Tonya Dreher wanted to do something dramatic on behalf of Hope for Gus, the New Hampshire-based foundation inspired by her son, Gus, 14, who has Duchenne muscular dystrophy (DMD). In 2015, frustrated with her fundraising efforts on behalf of DMD research, she came up with the idea of Everest to End Duchenne.
“I was trying to think big, and it was the biggest mountain in the world,” Dreher said. “The next thing I knew, I was shouting it out over social media and then I couldn’t back down.”
Last November, thousands of miles away in Nepal, Dreher and seven others embarked on the foundation’s third Everest to End Duchenne trek. On Nov. 15, at an altitude of 17,500 feet above sea level, the six who made it all the way to base camp unfurled a flag with the names of 750 boys with Duchenne, including some who have died from the disease, as the wind whipped around them.
“I think it’s important to think about the discomfort that all of us have experienced at some point on the trip, and that’s probably very small compared to what our boys feel most of the time,” Dreher said in a video. “It’s a privilege and an honor to bring their names to base camp and to read them into the wind over the rooftops of the world.”
Getting to base camp wasn’t an easy accomplishment for the team, both logistically and physically.
Climbers had to raise their own money to cover airfare to Kathmandu, gear, and lodging for the 17-day trip. Corporate sponsors Full Circle International and Sarepta Therapeutics, along with organizational sponsors Parent Project Muscular Dystrophy (PPMD) and JB’s Keys, helped cover additional costs.

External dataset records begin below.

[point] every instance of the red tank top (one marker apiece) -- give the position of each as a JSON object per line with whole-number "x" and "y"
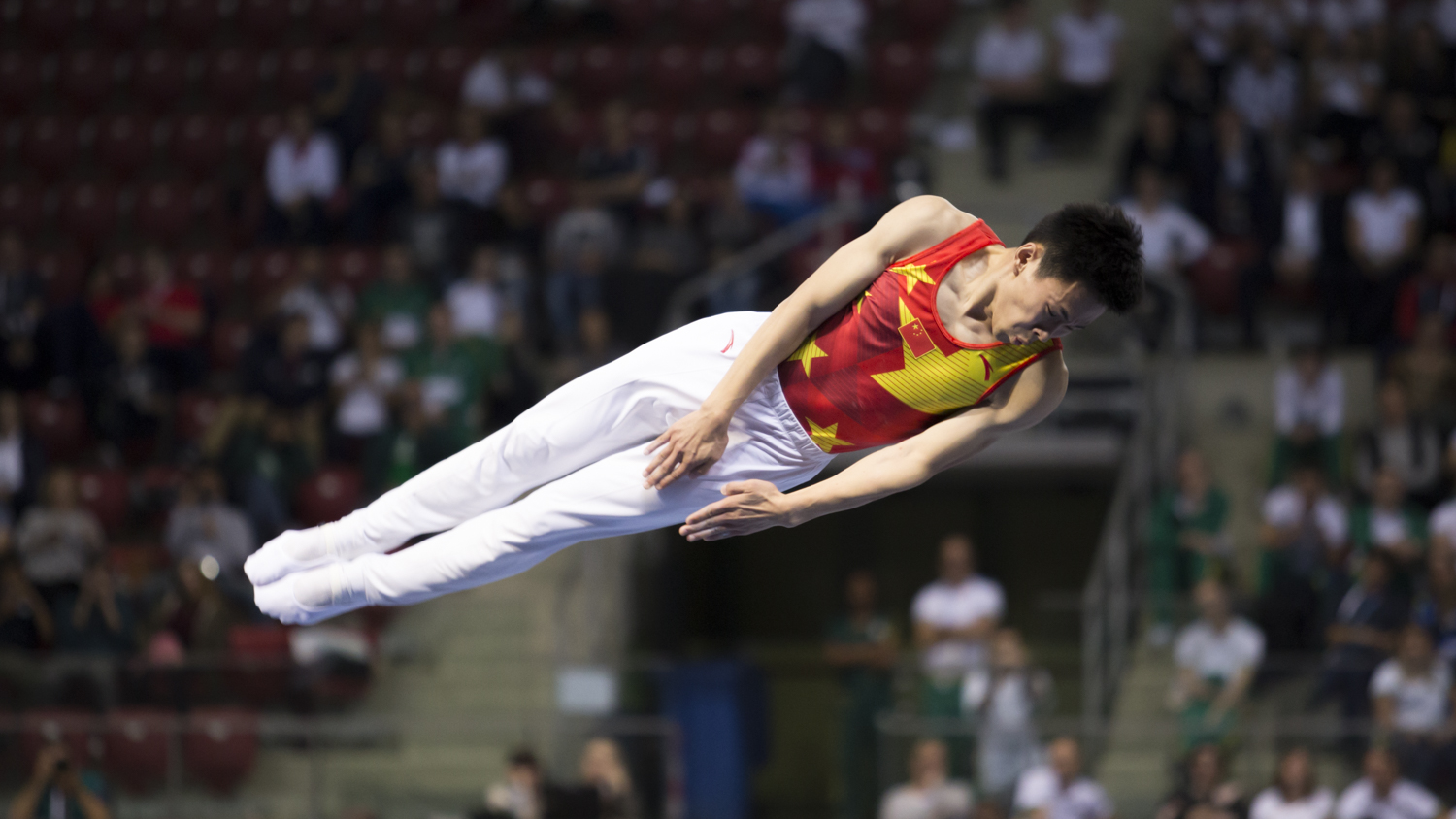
{"x": 884, "y": 367}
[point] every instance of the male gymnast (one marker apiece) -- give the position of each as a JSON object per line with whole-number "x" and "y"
{"x": 925, "y": 337}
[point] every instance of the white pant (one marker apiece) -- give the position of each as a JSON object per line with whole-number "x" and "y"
{"x": 581, "y": 451}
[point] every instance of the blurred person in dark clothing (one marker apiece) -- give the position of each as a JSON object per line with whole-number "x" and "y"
{"x": 379, "y": 178}
{"x": 60, "y": 789}
{"x": 862, "y": 646}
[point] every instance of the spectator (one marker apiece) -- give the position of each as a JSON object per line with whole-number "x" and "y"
{"x": 22, "y": 461}
{"x": 582, "y": 246}
{"x": 285, "y": 370}
{"x": 346, "y": 101}
{"x": 305, "y": 296}
{"x": 1171, "y": 238}
{"x": 1392, "y": 524}
{"x": 1359, "y": 639}
{"x": 60, "y": 787}
{"x": 862, "y": 646}
{"x": 775, "y": 172}
{"x": 303, "y": 175}
{"x": 379, "y": 178}
{"x": 929, "y": 793}
{"x": 602, "y": 767}
{"x": 1295, "y": 793}
{"x": 1216, "y": 656}
{"x": 826, "y": 37}
{"x": 954, "y": 618}
{"x": 1401, "y": 442}
{"x": 1383, "y": 230}
{"x": 1187, "y": 540}
{"x": 1412, "y": 703}
{"x": 472, "y": 168}
{"x": 1427, "y": 372}
{"x": 22, "y": 305}
{"x": 1264, "y": 90}
{"x": 1059, "y": 789}
{"x": 1382, "y": 793}
{"x": 1205, "y": 792}
{"x": 1309, "y": 413}
{"x": 1305, "y": 540}
{"x": 450, "y": 381}
{"x": 1010, "y": 60}
{"x": 1089, "y": 44}
{"x": 398, "y": 305}
{"x": 619, "y": 166}
{"x": 58, "y": 540}
{"x": 430, "y": 229}
{"x": 172, "y": 313}
{"x": 363, "y": 381}
{"x": 207, "y": 530}
{"x": 25, "y": 620}
{"x": 134, "y": 401}
{"x": 1007, "y": 697}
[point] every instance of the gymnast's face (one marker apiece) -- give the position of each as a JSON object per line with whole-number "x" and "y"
{"x": 1030, "y": 306}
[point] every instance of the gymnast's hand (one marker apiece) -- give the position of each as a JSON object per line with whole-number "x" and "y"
{"x": 751, "y": 507}
{"x": 689, "y": 446}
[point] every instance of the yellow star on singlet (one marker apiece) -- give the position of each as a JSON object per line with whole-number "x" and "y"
{"x": 824, "y": 437}
{"x": 807, "y": 352}
{"x": 911, "y": 274}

The team flew from Kathmandu to the small city of Lukla, where they began their 74-mile trek to base camp — an upward climb of 10 miles a day for two weeks. Along the way, they visited Buddhist monasteries, learned about Sherpa culture, and had two days of rest and acclimation.
Two climbers were unable to reach base camp because of altitude sickness. Dreher sprained her ankle four weeks before the trip, also adding to her difficulties. Yet she finished the trek despite her doctor’s apprehensions.
Other climbers included Dreher’s daughter Isabel, 18, and two other mother-child teams — Natalie Annis and Zane, 16, and Mindy Cameron and Ross, 23. Also on the team were Robin Lee, former executive director of the Muscular Dystrophy Family Foundation, and photographer Brock Reed.
Each team member has some kind of connection to Duchenne, “which makes a huge difference,” Dreher said.
Cameron, an Indiana resident whose youngest son, Cristopher, 18, has DMD, is also a carrier, which causes muscle weakness. In 2016, she was diagnosed with cardiomyopathy, and an MRI test showed some fibrosis (scarring). One year later, she had five episodes of irregular heartbeats.
“I’m not going to let this prevent me from going,” said Cameron, advocacy director for the Little Hercules Foundation.
Dreher said Cameron helped her get past her own adversity. “The fatigue that we experienced was nothing compared to what she did,” Dreher said.
In the last climb two years ago, Hope for Gus raised $100,000 for CRISPR/CAS9 research by molecular biologist Eric Olson, PhD. This year, the foundation allocated the $60,000 it raised from the trek toward expanding a Pentagon-funded cardiac initiative studying sudden death in Duchenne through PPMD.
The money will allow Elizabeth McNally, MD, PhD, a cardiologist and molecular geneticist at Northwestern University in Evanston, Illinois, to collect more data on heart rhythms in DMD with a loop recorder.
But collecting donations was only part of the trek’s objective; it was about honoring Duchenne patients as well.
“We were also taking these boys to a place that they could never possibly go themselves,” Cameron said.